Is the party ending?

Despite upbeat economic readings, it may be a less cheery Christmas than most think.

Oct 3, 2000 | Despite recent reports about rising consumer confidence, robust spending and solid gains in personal income, there are clouds on the horizon that could soon spell economic trouble. And that's likely to mean an end to our freewheeling spending spree of the last few years.

We've already been nailed by high energy prices (get ready for more pain this winter); and there could be a little less Christmas cheer come December. Signs point to a good -- but not great -- holiday season, as folks tighten their belts a notch or two.

Just ask Joanna Wagner, heading in for a morning of shopping at Saks Fifth Avenue. "Last year I spent big," she says. "This year? Probably not as big."

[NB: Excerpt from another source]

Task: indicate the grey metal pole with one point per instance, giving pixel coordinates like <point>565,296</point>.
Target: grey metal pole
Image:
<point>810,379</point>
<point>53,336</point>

By no means are things bad -- far from it. The economy continues to hum along, inflation and unemployment remain low and consumer confidence remains high. In fact, consumer confidence rose more strongly than expected in September. The Conference Board's Consumer Confidence Index, based on a monthly survey of 5,000 U.S. households, showed that 18 percent of Americans believe the economy will continue to improve over the next six months, up from 17 percent in August.

Last week, the Department of Commerce also reported that our personal income, including wages, interest and government benefits, rose sharply in August, as did our spending.

But all that spending drove down the personal savings rate to a negative 0.4 percent in August, an all-time low, according to the department. In short: We continue to spend, while saving less than ever.

That's worrisome, especially since a big source of cash -- stock market equity -- has diminished in recent months. The Dow Jones industrial average is off 7.4 percent this year, while the S&P 500 is down 2.2 percent and the NASDAQ is off 9.7 percent. It is the worst market performance since 1994, when the NASDAQ fell 3.2 percent and the S&P 500 1.5 percent (though the Dow managed a 2.1 percent gain). The annual double-digit gains of the last five years -- seemingly taken for granted by a new generation of investors -- are no longer expected for the year, especially with many tech, Internet and blue-chip companies warning Wall Street in recent weeks about revenue or earnings shortfalls.

Already, Wall Street's woes are being felt on Main Street, with many investors -- for the first time in years -- seeing the size of their portfolios shrink. If past market downturns are any guide (they usually are), look for an easing in consumer spending. "People don't seem too worried now," says William Griggs, a former U.S. Treasury official and now an economic consultant. "But there is usually a lag time (after a downturn begins) before it has an impact. It may take as much as six months, maybe a bit longer."